Keeping it Lively along the Path
As a small business owner my days tend to go on and on. The weeks can run into each other in an endless stream. Even if one day is not ever quite like another, well, they pretty much are one like another.
I try to help my staff and interns stay alert to nuances and changes. I try to help them keep looking for things to learn in the midst of repetition. This requires me to train them a bit more creatively. In the midst of a long, grey, slow winter, this creativity is also helpful to just keep a positive attitude.
In this last of three memories of my father’s role as a coach in my life, I offer a glimpse of what I’m trying to do with those I employ.
My dad was an assistant for my first two football teams. He never did like coaching football as much as baseball or basketball, but I know he wanted to be a part of it. The football coaches of our town didn’t turn over very quickly so Dad just tried to be content on the side.
One Saturday morning Dad did get a chance to run a whole practice with our team, the Falcons, since our coach was out hunting. Dad called the practice for Joy Park along Silver Lake. It seemed like a strange choice because we usually just played down at Richardson’s ball field. The playground has little resemblance to a football field and has barely 10 yards of flat open ground.
The leaves are turning but few are on the ground. It is actually a little warm this mid-fall morning. We gather on the swings and merry-go-round in our pads and uniforms. We’re having fun trying to do things in these bulky outfits, chasing each other and playing, unaware of what we might actually be learning by this. Dad just watches and smiles.
Finally after everyone has arrived we line up near the road for exercises and warm up. The cars are sparse but we get a laugh out of having people drive by and stare at us. One carload considers stopping to play at the playground but drives on.
A quick run to the top of the hill for a drink becomes a workout as well as we take turns pumping the handle on the old water pump. And then it’s down for some plays. As we set up on the small open space we begin to pretend that trees and playground equipment are opposing players. We put nifty moves on them that leave them standing in their tracks. Joel Martin makes us laugh as he runs into tree after tree trying to knock them down. Every play we run requires us to make funny little adjustments that make them seem brand new.
Dad has fun throwing the ball through the tree branches to our receivers who stretch their hands and arms while trying to pick out the ball from the leaves that fall.
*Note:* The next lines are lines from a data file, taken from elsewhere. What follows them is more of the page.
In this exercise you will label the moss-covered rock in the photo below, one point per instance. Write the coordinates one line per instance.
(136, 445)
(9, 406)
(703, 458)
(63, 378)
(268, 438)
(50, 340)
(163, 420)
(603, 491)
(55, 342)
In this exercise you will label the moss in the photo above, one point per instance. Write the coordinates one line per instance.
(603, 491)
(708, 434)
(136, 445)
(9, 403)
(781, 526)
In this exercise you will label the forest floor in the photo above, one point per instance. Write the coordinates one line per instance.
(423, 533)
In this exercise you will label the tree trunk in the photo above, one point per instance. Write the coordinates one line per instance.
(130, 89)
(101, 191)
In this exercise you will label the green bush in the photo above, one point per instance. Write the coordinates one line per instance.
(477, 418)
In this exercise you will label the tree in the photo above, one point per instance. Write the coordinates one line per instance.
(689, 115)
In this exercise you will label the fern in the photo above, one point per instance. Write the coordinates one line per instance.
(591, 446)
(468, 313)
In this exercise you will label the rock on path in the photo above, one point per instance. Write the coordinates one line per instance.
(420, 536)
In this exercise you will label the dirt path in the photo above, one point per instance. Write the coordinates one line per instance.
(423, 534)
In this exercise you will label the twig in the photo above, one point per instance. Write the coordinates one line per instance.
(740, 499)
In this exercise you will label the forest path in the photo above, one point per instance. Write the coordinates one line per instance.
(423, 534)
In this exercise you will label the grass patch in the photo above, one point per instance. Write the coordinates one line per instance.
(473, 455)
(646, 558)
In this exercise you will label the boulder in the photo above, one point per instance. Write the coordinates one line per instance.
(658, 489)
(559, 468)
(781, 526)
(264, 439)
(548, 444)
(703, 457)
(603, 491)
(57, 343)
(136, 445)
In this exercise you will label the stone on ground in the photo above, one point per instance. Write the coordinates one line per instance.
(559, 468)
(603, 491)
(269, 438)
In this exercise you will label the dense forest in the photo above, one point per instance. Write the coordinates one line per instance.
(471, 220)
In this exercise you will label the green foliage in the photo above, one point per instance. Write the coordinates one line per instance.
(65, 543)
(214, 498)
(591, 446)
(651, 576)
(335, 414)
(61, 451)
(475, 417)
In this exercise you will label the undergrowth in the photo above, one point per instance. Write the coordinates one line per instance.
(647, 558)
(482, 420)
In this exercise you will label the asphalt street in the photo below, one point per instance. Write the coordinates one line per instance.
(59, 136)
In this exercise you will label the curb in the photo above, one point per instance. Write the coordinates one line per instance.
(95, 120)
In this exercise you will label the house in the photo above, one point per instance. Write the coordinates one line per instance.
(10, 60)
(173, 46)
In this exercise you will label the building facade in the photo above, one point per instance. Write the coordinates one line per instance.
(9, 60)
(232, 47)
Later Dad hangs a tackling dummy from the swing set and pulls on the rope making the dummy bob up and down as we charge and tackle it.
I remember this day because it was different. My dad had transformed a familiar park space into something new. He had transformed what was usually a drudgery of a Saturday morning football practice into something fun.
And many years later, when I pulled into Joy Park late in the wee hours of the morning after a 16-hour motorcycle riding mis-adventure just hoping for a place to rest, I would remember fondly a father who could be with me in spirit in the most amazing places. But that’s another story.